使用ajax提交登录表单

Question

I have this javascript in one of my forms. This one is the login form I get the URL from the form itself I'm using API style, ("not sure if I got the concept right") but I will attach the code down

var formup = $('#loginfrom');
formup.submit(function () {
    $.ajax({
        type: formup.attr('method'),
        url: formup.attr('action'),
        data: formup.serialize(),
        success: function (data) {
            alert('you have successfuly logged in');
            window.location = "profile.html";
        }
    });

    return false;
});

here is my login function called from api file

if(!mysql_fetch_array($result)){
return $res;
}
else
    return $resc;

where $res returns "error", and $resc returns "correct"

and my api.php

if(!isset($function))
        $resp['err'] = "Function: ".$action." does not exist";
    else
        $resp = $function($request);

when I enter the correct user name and password, it works fine and I'm directed to the user profile.

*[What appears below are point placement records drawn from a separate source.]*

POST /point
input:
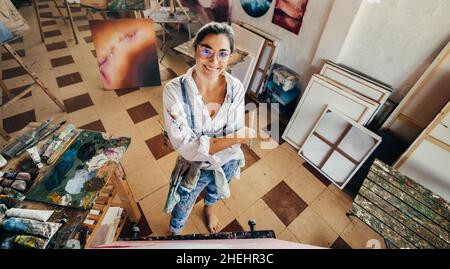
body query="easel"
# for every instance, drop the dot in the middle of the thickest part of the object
(173, 7)
(69, 14)
(37, 82)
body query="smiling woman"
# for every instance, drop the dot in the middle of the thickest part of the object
(204, 115)
(126, 53)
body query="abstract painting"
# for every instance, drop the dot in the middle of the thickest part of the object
(11, 19)
(256, 8)
(126, 4)
(126, 53)
(209, 10)
(289, 14)
(98, 4)
(77, 177)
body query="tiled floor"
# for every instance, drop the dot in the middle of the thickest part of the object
(277, 189)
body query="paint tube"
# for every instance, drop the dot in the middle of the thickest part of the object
(34, 154)
(2, 161)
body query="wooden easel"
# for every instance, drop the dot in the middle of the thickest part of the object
(69, 15)
(262, 68)
(173, 7)
(37, 82)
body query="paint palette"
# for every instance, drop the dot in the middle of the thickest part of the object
(79, 174)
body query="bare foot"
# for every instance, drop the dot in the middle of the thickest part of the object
(211, 219)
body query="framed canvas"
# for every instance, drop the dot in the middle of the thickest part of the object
(338, 146)
(319, 93)
(356, 82)
(126, 53)
(424, 100)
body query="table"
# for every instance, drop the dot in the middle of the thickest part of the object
(403, 212)
(116, 183)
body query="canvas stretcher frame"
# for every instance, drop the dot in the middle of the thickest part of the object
(354, 105)
(334, 147)
(434, 139)
(423, 101)
(362, 85)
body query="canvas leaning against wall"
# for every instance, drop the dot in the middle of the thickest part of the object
(126, 4)
(289, 14)
(126, 53)
(256, 8)
(209, 10)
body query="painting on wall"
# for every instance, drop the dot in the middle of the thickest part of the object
(77, 177)
(209, 10)
(12, 23)
(126, 4)
(289, 14)
(256, 8)
(126, 53)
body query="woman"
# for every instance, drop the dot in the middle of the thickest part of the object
(204, 115)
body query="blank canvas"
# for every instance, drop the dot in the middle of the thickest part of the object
(339, 158)
(319, 93)
(356, 82)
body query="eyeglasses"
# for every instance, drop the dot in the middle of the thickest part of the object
(207, 53)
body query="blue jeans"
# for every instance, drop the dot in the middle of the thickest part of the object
(182, 210)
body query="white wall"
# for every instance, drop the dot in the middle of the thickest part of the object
(394, 41)
(296, 51)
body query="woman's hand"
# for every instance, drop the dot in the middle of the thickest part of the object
(243, 136)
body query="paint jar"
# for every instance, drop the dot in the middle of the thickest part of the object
(2, 161)
(34, 154)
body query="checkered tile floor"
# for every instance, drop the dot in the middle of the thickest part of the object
(277, 189)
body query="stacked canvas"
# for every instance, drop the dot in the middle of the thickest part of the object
(356, 100)
(338, 146)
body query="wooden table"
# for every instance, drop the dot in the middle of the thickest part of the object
(404, 212)
(115, 184)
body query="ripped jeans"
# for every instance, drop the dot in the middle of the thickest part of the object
(182, 209)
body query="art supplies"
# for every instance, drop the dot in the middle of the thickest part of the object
(33, 151)
(3, 161)
(61, 148)
(24, 141)
(56, 142)
(33, 227)
(70, 181)
(42, 136)
(40, 215)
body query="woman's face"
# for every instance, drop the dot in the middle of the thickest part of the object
(212, 55)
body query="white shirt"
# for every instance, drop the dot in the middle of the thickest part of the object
(193, 144)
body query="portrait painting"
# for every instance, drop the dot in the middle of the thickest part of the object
(289, 14)
(126, 53)
(256, 8)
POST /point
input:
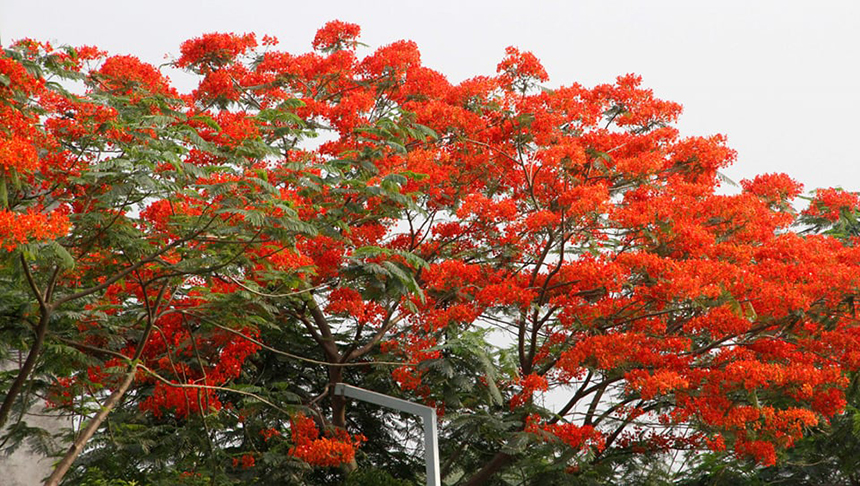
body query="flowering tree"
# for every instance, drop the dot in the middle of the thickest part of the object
(191, 274)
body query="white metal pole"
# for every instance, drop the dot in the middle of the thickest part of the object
(427, 414)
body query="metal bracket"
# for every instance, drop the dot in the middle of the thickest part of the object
(427, 414)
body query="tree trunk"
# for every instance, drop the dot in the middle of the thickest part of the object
(78, 446)
(26, 368)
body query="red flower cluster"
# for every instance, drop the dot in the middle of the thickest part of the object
(332, 450)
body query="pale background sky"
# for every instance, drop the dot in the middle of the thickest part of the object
(779, 78)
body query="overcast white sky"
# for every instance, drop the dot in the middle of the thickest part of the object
(779, 78)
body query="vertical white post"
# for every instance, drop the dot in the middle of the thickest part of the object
(428, 417)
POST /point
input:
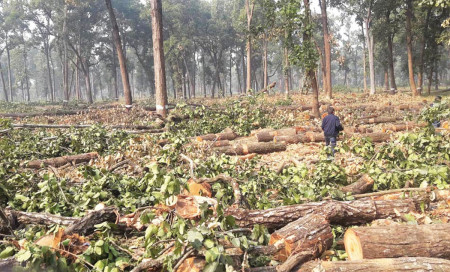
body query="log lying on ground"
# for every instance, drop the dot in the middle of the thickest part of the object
(267, 136)
(405, 264)
(48, 113)
(379, 120)
(307, 231)
(305, 239)
(363, 185)
(217, 137)
(403, 126)
(337, 212)
(398, 241)
(60, 161)
(258, 148)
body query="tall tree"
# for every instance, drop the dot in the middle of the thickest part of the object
(409, 16)
(121, 56)
(158, 54)
(249, 8)
(327, 49)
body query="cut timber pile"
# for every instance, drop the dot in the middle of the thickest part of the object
(305, 232)
(379, 120)
(363, 185)
(405, 264)
(337, 212)
(258, 148)
(398, 241)
(217, 137)
(60, 161)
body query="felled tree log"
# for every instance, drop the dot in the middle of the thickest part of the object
(403, 126)
(377, 137)
(363, 185)
(309, 231)
(405, 264)
(337, 212)
(86, 225)
(60, 161)
(398, 241)
(267, 136)
(258, 148)
(379, 120)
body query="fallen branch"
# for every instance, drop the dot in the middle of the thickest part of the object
(60, 161)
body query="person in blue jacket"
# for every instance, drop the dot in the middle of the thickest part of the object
(331, 127)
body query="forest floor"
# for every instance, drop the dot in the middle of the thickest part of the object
(187, 189)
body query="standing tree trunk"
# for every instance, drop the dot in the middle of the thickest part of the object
(11, 91)
(266, 77)
(370, 45)
(121, 56)
(249, 7)
(364, 60)
(5, 90)
(409, 15)
(65, 58)
(310, 70)
(327, 48)
(422, 51)
(158, 55)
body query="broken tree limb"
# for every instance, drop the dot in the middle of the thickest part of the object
(405, 264)
(60, 161)
(363, 185)
(380, 120)
(337, 212)
(398, 241)
(258, 148)
(86, 225)
(303, 233)
(217, 137)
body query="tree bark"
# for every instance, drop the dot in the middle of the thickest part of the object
(258, 148)
(158, 55)
(327, 48)
(398, 241)
(249, 7)
(60, 161)
(308, 231)
(5, 90)
(363, 185)
(343, 213)
(409, 15)
(405, 264)
(121, 56)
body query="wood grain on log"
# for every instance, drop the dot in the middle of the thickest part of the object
(398, 241)
(60, 161)
(363, 185)
(344, 213)
(258, 148)
(405, 264)
(307, 231)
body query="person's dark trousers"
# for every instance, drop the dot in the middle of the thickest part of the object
(331, 142)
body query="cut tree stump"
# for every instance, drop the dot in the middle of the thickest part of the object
(405, 264)
(306, 232)
(60, 161)
(398, 241)
(363, 185)
(258, 148)
(337, 212)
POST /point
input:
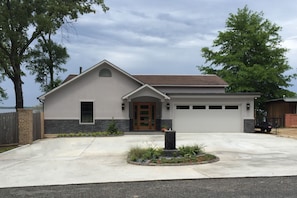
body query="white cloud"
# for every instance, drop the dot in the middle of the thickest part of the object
(158, 36)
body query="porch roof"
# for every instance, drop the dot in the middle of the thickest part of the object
(146, 86)
(293, 100)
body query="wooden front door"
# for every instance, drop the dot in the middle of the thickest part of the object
(144, 116)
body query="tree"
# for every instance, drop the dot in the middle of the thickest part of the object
(46, 59)
(248, 55)
(3, 95)
(22, 22)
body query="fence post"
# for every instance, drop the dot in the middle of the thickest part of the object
(25, 126)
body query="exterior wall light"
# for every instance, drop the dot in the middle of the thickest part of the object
(248, 106)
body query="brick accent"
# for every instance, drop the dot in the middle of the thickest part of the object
(73, 126)
(290, 120)
(25, 126)
(249, 125)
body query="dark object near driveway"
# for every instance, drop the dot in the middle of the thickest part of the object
(264, 126)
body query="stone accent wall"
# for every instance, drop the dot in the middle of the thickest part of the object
(25, 126)
(249, 125)
(73, 126)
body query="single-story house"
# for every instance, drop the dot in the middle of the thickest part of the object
(282, 112)
(185, 103)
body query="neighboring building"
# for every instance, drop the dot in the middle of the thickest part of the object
(282, 112)
(186, 103)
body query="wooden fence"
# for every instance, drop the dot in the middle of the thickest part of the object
(8, 128)
(37, 124)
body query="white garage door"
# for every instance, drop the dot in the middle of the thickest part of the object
(207, 118)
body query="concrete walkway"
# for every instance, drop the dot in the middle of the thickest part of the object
(103, 159)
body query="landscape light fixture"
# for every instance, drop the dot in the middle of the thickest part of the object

However, I don't know how to handle if I got the user name or password incorrect I don't want to be directed to profile

I do think the return from php should do something to tell the javascript that the login did not work then do something else

please provide me some help regarding this problem, I will appreciate it.

Answer 1

The request is always a success so, you have to check the value of the data variable to redirect to an error page

...
success: function (data) {
  if ( data == 'correct') {
    alert('you have successfuly logged in');
    window.location = "profile.html";
  } else {
     // handle error
  }
}
...

Answer 2

Change your login code to this

if(!mysql_fetch_array($result)){
  echo 'failure'; die;
}
else    {
    echo 'success'; die;
}

And change your ajax success to this

success: function (data) {
        if (data == 'success') {
            alert('you have successfuly logged in');
            window.location = "profile.html";
        } else {
             alert('Login Failed');
        }
    }

Answer 3

Use datatype as json to get the return value from php. Check my suggestions in the below code.

$.ajax({
        type: formup.attr('method'),
        url: formup.attr('action'),
        data: formup.serialize(),
        dataType: 'json',
        success: function (data) {

            if(data.error == 0) {
                alert('you have successfuly logged in');
                window.location = "profile.html";
            } else {

                alert("error");
            }
        }
    });

In your php file, convert $res and $resc into an array and then later use json_encode. Like this,

if(!mysql_fetch_array($result)){
    echo array('value'=>$res,'error'=>0);
}
else
    echo array('value'=>$res,'error'=>1);

Answer 4

You can do something with the data or you can have PHP return a 401 status, if you return something with your PHP instead of a 401 status than you can have your JavaScript check the returned text:

var formup = $('#loginfrom');
formup.submit(function () {
    $.ajax({
        type: formup.attr('method'),
        url: formup.attr('action'),
        data: formup.serialize(),
        success: function (data) {
            console.log(data);
            // check your console (press F12 in Chrome or Firefox with firebug plugin)
            // do something if the data is valid.
            window.location = "profile.html";
        }
    });

    return false;
});

When the login fails in PHP and you want to return 401 (causing your javascript success function not to be called but you might need a fail/error function in JS.

header("HTTP/1.0 401 Unauthorized");

And you need to add a fail callback in your javaScript so the user knows the log in failed:

    $.ajax({
        ...
        success: function (data) {
          ...
        },
        error: function(){
           //inform the user
        }
    });